Submitted by dangermoney on Fri, 05/01/2026 - 12:51

Terrific article

There are little clues here and there to suggest that this article was maybe written with the assistance of AI, but it ultimately doesn't bother me. The meat of the article is excellent and exactly what I want to see more of from Quality Digest: an application of a new technology towards an enduring problem, how it went, and what was learnt. 

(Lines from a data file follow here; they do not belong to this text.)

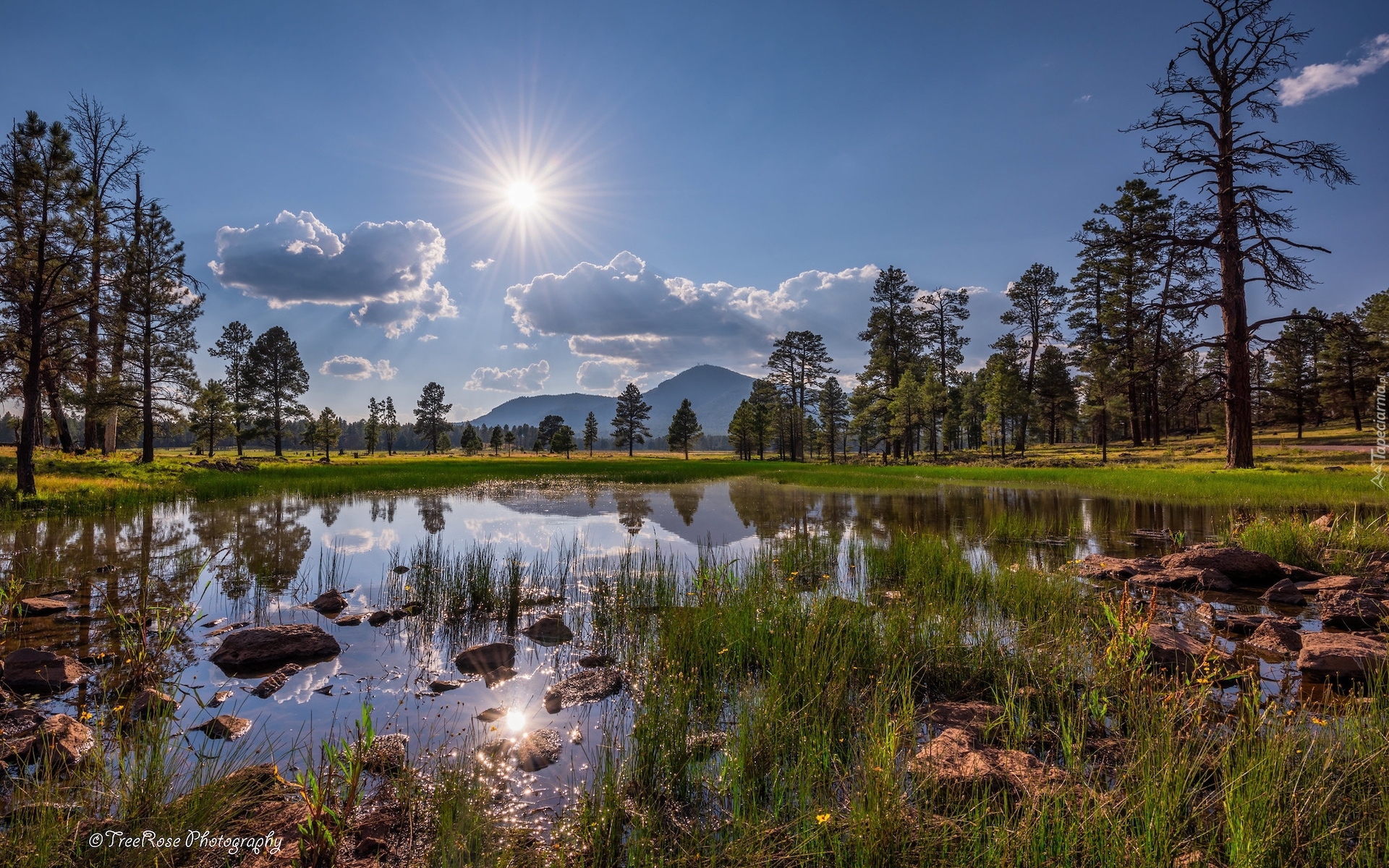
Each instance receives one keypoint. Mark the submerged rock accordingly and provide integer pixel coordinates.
(36, 671)
(224, 727)
(1285, 592)
(549, 629)
(538, 749)
(955, 759)
(264, 646)
(276, 681)
(1242, 566)
(483, 659)
(1275, 638)
(1334, 655)
(587, 686)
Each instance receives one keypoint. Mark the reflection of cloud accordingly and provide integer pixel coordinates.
(359, 540)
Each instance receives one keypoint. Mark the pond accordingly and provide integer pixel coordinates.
(555, 546)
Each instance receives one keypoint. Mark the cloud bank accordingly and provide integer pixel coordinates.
(356, 367)
(1324, 78)
(383, 271)
(635, 321)
(530, 378)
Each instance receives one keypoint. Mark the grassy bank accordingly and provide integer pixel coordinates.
(72, 484)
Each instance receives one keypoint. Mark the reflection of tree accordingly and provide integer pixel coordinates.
(431, 511)
(685, 499)
(632, 507)
(264, 539)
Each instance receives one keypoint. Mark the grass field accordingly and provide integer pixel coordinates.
(1185, 469)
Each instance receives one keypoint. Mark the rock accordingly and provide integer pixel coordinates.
(152, 703)
(1242, 566)
(330, 602)
(386, 753)
(483, 659)
(1275, 638)
(1284, 592)
(41, 606)
(498, 676)
(1180, 650)
(1185, 578)
(1351, 608)
(953, 757)
(972, 715)
(587, 686)
(549, 629)
(224, 727)
(264, 646)
(1333, 655)
(35, 671)
(276, 681)
(538, 749)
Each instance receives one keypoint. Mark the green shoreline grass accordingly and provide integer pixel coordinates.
(69, 485)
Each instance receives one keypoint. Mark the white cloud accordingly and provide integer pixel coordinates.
(382, 271)
(638, 321)
(530, 378)
(1317, 80)
(356, 367)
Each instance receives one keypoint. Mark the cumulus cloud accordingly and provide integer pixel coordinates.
(1317, 80)
(530, 378)
(638, 321)
(383, 271)
(356, 367)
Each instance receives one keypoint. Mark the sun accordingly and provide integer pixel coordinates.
(521, 195)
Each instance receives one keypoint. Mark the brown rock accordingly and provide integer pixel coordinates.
(35, 671)
(1275, 638)
(1242, 566)
(956, 760)
(264, 646)
(1351, 608)
(41, 606)
(1180, 650)
(1333, 655)
(152, 703)
(1284, 592)
(587, 686)
(538, 749)
(549, 629)
(483, 659)
(276, 681)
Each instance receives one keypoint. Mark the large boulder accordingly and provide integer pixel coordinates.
(36, 671)
(956, 760)
(483, 659)
(263, 647)
(1275, 638)
(587, 686)
(1242, 566)
(1351, 608)
(1335, 655)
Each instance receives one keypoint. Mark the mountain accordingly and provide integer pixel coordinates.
(714, 393)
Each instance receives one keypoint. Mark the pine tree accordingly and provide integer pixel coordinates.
(278, 378)
(629, 421)
(685, 430)
(431, 416)
(590, 433)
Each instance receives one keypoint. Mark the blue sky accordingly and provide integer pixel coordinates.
(726, 171)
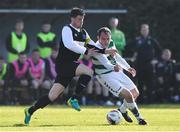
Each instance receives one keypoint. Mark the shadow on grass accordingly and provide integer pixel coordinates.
(59, 125)
(15, 125)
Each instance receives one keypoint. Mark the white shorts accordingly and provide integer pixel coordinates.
(115, 82)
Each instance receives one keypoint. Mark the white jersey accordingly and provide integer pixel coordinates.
(113, 81)
(105, 64)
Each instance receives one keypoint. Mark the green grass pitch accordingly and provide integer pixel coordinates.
(91, 119)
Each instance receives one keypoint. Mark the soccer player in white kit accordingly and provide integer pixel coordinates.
(111, 76)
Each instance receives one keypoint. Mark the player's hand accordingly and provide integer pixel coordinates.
(132, 71)
(92, 52)
(111, 52)
(117, 68)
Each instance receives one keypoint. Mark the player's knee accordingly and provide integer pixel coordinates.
(128, 96)
(89, 72)
(46, 84)
(53, 96)
(55, 92)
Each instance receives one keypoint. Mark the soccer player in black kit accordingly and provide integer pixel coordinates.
(72, 42)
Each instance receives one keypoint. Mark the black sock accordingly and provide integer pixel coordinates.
(41, 103)
(81, 85)
(135, 112)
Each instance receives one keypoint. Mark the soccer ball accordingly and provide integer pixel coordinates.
(114, 117)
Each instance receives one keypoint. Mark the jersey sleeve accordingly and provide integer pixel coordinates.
(104, 61)
(69, 43)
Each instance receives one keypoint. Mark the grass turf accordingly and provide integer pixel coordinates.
(61, 118)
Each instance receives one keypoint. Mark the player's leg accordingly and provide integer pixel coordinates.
(131, 105)
(85, 74)
(127, 83)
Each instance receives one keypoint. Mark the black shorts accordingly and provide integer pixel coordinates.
(65, 72)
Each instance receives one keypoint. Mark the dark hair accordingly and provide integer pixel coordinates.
(104, 30)
(46, 22)
(77, 11)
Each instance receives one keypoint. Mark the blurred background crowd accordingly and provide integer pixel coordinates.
(146, 36)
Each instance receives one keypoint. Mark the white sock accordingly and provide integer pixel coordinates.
(134, 109)
(123, 107)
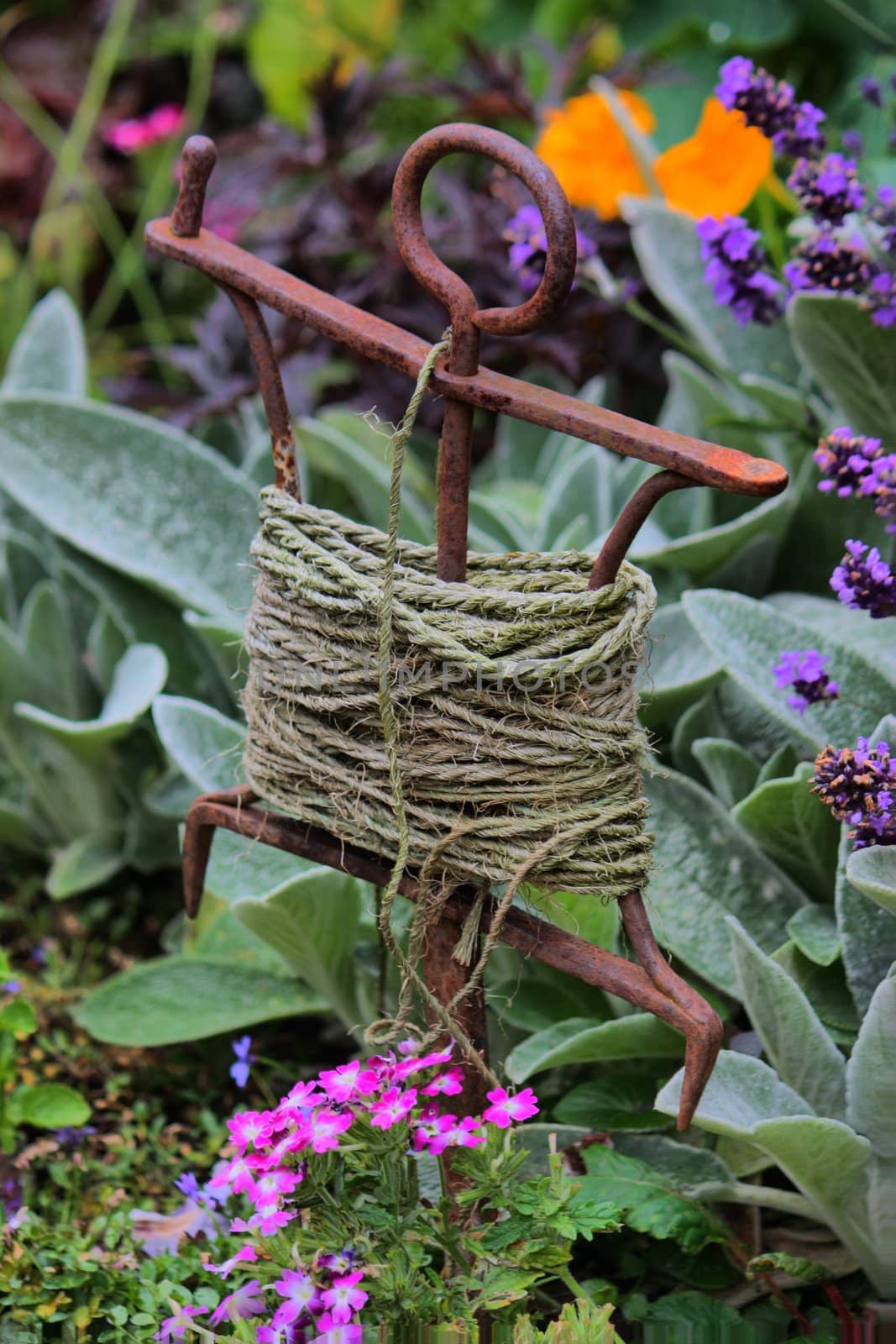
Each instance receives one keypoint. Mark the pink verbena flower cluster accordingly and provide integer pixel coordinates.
(273, 1151)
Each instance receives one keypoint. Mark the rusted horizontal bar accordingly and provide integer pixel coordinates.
(705, 464)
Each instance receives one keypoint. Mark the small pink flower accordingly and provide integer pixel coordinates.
(456, 1133)
(250, 1128)
(392, 1108)
(239, 1305)
(300, 1294)
(344, 1297)
(246, 1254)
(175, 1328)
(449, 1084)
(325, 1128)
(506, 1109)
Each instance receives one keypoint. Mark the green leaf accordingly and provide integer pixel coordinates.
(19, 1018)
(871, 1074)
(741, 1093)
(705, 867)
(621, 1104)
(137, 679)
(793, 1038)
(141, 496)
(649, 1203)
(680, 669)
(748, 638)
(313, 924)
(795, 830)
(174, 999)
(815, 932)
(668, 252)
(49, 354)
(203, 743)
(580, 1041)
(731, 770)
(873, 873)
(851, 360)
(50, 1106)
(83, 864)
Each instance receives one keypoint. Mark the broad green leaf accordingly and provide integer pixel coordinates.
(50, 1106)
(668, 252)
(580, 1041)
(313, 922)
(136, 682)
(871, 1074)
(707, 867)
(873, 873)
(680, 667)
(143, 497)
(620, 1104)
(793, 1038)
(815, 932)
(203, 743)
(851, 360)
(867, 934)
(730, 769)
(741, 1095)
(651, 1203)
(49, 354)
(86, 864)
(795, 830)
(748, 638)
(172, 999)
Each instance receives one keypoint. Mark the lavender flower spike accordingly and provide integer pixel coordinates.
(734, 268)
(864, 581)
(805, 672)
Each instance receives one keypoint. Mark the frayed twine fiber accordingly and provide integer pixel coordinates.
(479, 732)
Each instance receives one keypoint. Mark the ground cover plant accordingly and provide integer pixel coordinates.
(732, 175)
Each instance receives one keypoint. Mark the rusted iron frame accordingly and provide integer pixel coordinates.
(652, 985)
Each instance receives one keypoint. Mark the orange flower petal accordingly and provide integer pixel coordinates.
(719, 170)
(586, 150)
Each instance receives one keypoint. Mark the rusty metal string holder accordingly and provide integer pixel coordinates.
(465, 386)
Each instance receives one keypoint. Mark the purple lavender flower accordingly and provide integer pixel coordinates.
(882, 299)
(805, 672)
(846, 460)
(530, 246)
(826, 262)
(864, 581)
(860, 788)
(880, 486)
(772, 107)
(734, 268)
(828, 188)
(244, 1059)
(871, 92)
(884, 215)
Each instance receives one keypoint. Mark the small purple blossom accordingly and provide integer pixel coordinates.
(244, 1059)
(530, 246)
(880, 486)
(846, 460)
(864, 581)
(828, 188)
(734, 268)
(860, 788)
(770, 105)
(829, 264)
(805, 672)
(871, 92)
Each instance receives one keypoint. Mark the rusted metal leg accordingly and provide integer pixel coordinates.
(705, 1041)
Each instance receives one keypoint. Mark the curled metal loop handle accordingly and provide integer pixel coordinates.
(439, 280)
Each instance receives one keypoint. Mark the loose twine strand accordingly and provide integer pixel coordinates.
(535, 606)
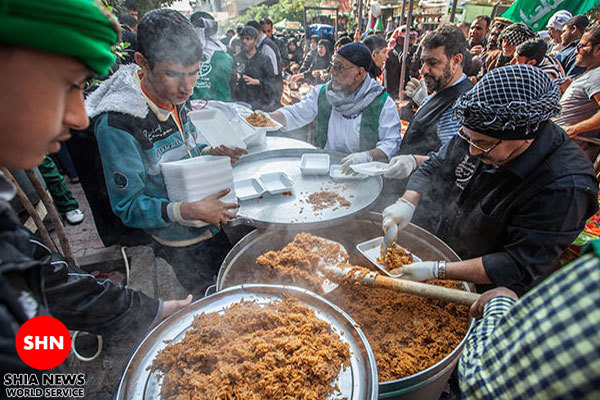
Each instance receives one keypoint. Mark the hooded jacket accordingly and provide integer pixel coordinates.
(133, 141)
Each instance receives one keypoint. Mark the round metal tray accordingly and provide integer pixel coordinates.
(272, 211)
(357, 382)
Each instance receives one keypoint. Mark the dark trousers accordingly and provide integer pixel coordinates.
(61, 194)
(196, 266)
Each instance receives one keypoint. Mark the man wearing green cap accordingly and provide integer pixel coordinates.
(140, 121)
(49, 49)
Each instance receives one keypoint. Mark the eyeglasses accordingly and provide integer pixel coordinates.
(341, 67)
(467, 139)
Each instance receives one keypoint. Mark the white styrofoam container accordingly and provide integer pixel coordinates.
(314, 164)
(371, 249)
(372, 168)
(214, 127)
(247, 189)
(195, 178)
(276, 182)
(335, 172)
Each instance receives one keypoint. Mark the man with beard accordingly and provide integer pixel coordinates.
(512, 36)
(477, 34)
(572, 32)
(580, 112)
(353, 112)
(443, 56)
(140, 120)
(554, 27)
(433, 125)
(254, 73)
(513, 190)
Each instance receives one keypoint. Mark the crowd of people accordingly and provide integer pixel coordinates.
(490, 163)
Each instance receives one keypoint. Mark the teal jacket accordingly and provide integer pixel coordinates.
(132, 143)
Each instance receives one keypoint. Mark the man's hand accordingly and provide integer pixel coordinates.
(355, 158)
(170, 306)
(419, 271)
(477, 308)
(251, 81)
(564, 85)
(399, 213)
(416, 90)
(357, 34)
(295, 78)
(234, 153)
(210, 209)
(401, 167)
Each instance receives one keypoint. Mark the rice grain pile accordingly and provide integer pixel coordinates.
(407, 333)
(277, 351)
(395, 257)
(297, 262)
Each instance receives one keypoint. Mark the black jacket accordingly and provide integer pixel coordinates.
(520, 217)
(35, 281)
(258, 67)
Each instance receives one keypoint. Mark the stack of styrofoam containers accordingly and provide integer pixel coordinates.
(196, 178)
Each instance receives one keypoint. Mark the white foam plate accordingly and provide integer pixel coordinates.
(314, 164)
(372, 168)
(371, 249)
(247, 189)
(276, 182)
(335, 172)
(216, 129)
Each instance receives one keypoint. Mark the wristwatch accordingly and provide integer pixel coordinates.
(441, 270)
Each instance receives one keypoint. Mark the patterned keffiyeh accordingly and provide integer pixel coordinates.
(78, 28)
(516, 34)
(509, 103)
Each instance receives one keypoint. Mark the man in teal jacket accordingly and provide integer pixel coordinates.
(140, 116)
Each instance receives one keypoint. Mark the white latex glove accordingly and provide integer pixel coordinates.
(401, 167)
(399, 213)
(419, 271)
(416, 90)
(355, 158)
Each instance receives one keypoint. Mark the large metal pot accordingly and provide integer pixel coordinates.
(239, 267)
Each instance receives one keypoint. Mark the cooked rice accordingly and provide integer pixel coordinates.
(277, 351)
(395, 257)
(407, 333)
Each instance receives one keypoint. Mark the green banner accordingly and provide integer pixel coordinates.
(536, 13)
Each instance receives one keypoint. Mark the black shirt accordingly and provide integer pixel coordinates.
(258, 67)
(519, 217)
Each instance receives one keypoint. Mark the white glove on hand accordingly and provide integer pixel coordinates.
(419, 271)
(401, 167)
(416, 90)
(354, 158)
(399, 213)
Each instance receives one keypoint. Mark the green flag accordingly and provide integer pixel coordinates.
(536, 13)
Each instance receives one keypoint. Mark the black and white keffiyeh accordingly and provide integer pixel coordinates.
(516, 34)
(509, 103)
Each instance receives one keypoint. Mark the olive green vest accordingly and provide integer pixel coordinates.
(369, 124)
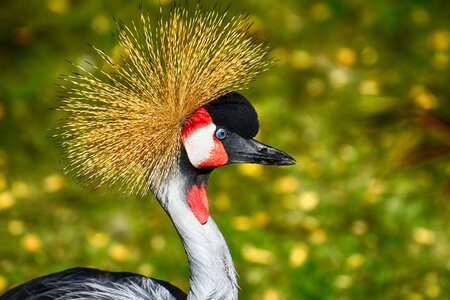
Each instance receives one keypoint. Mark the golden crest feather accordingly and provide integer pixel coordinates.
(124, 125)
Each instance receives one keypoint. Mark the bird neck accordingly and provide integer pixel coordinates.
(212, 270)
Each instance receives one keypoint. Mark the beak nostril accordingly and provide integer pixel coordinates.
(263, 150)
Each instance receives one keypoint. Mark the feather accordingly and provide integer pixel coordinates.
(123, 119)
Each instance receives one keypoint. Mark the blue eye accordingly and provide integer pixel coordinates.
(221, 133)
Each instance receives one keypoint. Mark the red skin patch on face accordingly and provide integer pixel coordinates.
(198, 202)
(217, 156)
(199, 119)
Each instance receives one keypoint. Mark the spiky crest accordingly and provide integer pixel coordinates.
(123, 120)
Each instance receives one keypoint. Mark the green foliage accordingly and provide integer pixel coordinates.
(359, 96)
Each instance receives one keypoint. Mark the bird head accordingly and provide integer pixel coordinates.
(222, 132)
(131, 122)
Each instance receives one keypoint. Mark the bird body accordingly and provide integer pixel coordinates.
(151, 125)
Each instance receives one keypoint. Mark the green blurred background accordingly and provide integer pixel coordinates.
(359, 96)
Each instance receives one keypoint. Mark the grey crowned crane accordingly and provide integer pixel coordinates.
(162, 119)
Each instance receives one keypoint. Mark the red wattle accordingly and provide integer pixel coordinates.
(198, 202)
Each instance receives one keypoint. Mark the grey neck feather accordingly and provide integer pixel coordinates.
(212, 270)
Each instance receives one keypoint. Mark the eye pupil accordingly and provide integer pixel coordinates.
(221, 133)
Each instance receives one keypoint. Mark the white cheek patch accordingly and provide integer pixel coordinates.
(200, 144)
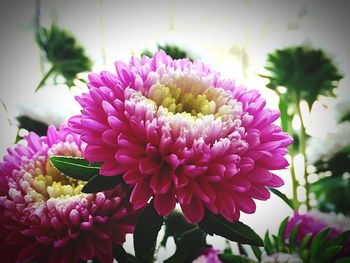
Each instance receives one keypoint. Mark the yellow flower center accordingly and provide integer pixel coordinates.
(55, 185)
(178, 100)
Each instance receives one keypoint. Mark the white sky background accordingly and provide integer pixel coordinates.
(234, 37)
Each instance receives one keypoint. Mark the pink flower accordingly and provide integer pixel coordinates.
(209, 255)
(179, 132)
(44, 217)
(315, 221)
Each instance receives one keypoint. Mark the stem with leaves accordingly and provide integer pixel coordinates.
(303, 138)
(295, 183)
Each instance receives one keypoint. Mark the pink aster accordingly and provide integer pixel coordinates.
(208, 255)
(179, 132)
(315, 221)
(44, 217)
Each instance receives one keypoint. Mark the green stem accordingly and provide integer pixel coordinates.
(303, 138)
(294, 184)
(47, 75)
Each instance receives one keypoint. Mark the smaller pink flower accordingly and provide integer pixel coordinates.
(44, 216)
(315, 221)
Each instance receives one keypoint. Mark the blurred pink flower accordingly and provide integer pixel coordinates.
(315, 221)
(179, 132)
(44, 217)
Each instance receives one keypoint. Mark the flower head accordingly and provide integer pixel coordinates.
(208, 255)
(315, 221)
(44, 216)
(179, 132)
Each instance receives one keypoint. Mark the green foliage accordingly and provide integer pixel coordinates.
(229, 258)
(28, 123)
(76, 167)
(80, 169)
(175, 226)
(172, 50)
(236, 231)
(67, 58)
(338, 164)
(311, 249)
(146, 232)
(305, 72)
(122, 256)
(100, 183)
(188, 246)
(332, 194)
(283, 197)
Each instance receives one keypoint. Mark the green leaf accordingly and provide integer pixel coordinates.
(304, 243)
(282, 230)
(343, 260)
(100, 183)
(172, 50)
(66, 57)
(175, 226)
(122, 256)
(283, 107)
(318, 242)
(293, 236)
(303, 71)
(188, 246)
(145, 236)
(340, 239)
(268, 244)
(30, 124)
(283, 197)
(236, 231)
(76, 167)
(229, 258)
(257, 252)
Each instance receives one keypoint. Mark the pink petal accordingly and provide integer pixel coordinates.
(194, 211)
(140, 195)
(165, 203)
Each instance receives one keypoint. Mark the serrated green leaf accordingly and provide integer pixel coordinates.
(188, 246)
(30, 124)
(100, 183)
(236, 231)
(75, 167)
(146, 232)
(283, 197)
(268, 244)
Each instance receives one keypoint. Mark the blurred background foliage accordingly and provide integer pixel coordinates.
(301, 68)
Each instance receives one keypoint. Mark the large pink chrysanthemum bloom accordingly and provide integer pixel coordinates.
(315, 221)
(44, 217)
(179, 132)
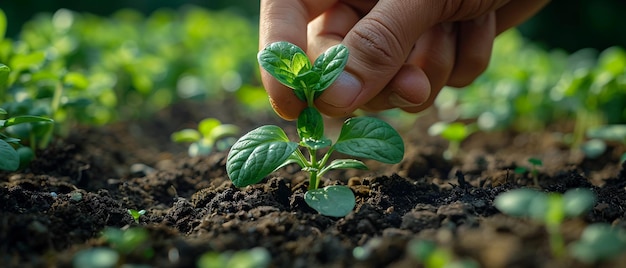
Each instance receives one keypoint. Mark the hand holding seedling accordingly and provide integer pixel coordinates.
(267, 148)
(403, 52)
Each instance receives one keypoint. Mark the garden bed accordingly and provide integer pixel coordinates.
(86, 182)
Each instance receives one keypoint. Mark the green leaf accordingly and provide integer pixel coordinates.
(316, 144)
(186, 135)
(455, 132)
(334, 201)
(517, 202)
(222, 131)
(207, 125)
(346, 163)
(257, 154)
(4, 75)
(310, 124)
(9, 158)
(3, 24)
(25, 119)
(329, 65)
(578, 201)
(284, 61)
(371, 138)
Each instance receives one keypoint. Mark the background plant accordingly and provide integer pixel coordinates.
(210, 135)
(549, 208)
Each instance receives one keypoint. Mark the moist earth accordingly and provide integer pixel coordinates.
(86, 182)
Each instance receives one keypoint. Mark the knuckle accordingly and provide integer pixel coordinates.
(378, 43)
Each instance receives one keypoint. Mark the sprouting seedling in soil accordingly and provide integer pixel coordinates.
(535, 163)
(431, 256)
(267, 148)
(549, 208)
(255, 257)
(12, 154)
(211, 135)
(455, 133)
(136, 214)
(599, 242)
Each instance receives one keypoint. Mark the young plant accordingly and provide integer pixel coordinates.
(535, 163)
(598, 242)
(431, 256)
(267, 148)
(550, 208)
(454, 133)
(12, 154)
(136, 214)
(251, 258)
(210, 135)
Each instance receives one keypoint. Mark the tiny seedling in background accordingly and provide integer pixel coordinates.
(252, 258)
(136, 214)
(455, 133)
(267, 148)
(210, 136)
(535, 163)
(549, 208)
(11, 158)
(599, 136)
(431, 256)
(599, 242)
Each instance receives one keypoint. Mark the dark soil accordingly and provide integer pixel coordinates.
(87, 181)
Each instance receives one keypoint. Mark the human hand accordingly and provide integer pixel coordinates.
(402, 52)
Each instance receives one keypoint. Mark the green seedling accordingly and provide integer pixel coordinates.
(598, 242)
(136, 214)
(549, 208)
(252, 258)
(211, 135)
(535, 163)
(267, 148)
(455, 133)
(431, 256)
(599, 136)
(129, 241)
(12, 154)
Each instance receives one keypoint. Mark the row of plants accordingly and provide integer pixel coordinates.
(71, 68)
(527, 88)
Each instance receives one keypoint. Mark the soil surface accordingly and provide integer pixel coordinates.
(87, 181)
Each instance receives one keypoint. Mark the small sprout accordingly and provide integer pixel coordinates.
(136, 214)
(598, 242)
(550, 208)
(211, 135)
(252, 258)
(535, 163)
(96, 257)
(455, 133)
(11, 158)
(129, 241)
(431, 256)
(267, 148)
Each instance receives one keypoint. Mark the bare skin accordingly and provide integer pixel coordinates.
(402, 52)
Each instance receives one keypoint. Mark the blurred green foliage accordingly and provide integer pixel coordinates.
(570, 25)
(19, 12)
(100, 69)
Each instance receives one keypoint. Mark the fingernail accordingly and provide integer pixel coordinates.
(397, 101)
(346, 89)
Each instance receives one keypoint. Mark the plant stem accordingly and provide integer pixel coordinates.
(314, 179)
(557, 245)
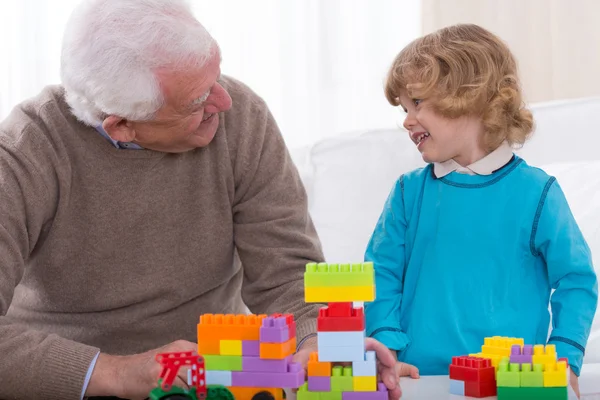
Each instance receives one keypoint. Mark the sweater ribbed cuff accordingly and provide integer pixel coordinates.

I've worked in environments where, as in this article, the categorisation of defects could be described as a "taxonomy": a lot of things that could be wrong, a lot of locations where they could be wrong, and a lot of ways that those things could be wrong in those locations. Because of the granularity, it is usually the case that a specific kind of defect will be a rare event, which adds some limitations and complexity to the use of SPC in analysing the data. There are tricks for overcoming these limitations and complexity, but after you add in the variability of categorising the defects in the first place, it tends to become extremely unprofitable to invest time in slicing and dicing the data to look for patterns: there's too much noise in the inspection process itself. In my experience, such data can provide critical evidence for unfucking some problem that's already known about, but the real power of process improvement comes from minimising variance and preventing problems in the first place: i.e., discovering that there is something to discover because of a signal of nonhomogeneity in the data stream. 

Even if you don't use AI to make sense of the resulting data, simply using it on the front end to eliminate variability in inspections is a worthwhile goal in such an environment. Beyond that, I'll bet that there's enormous utility in using AI to identify which kinds of defects trend together or which are variations on a common issue: something I'd be very hesitant to trust an AI model to do if I had doubts about the reproducibility of the inspection process.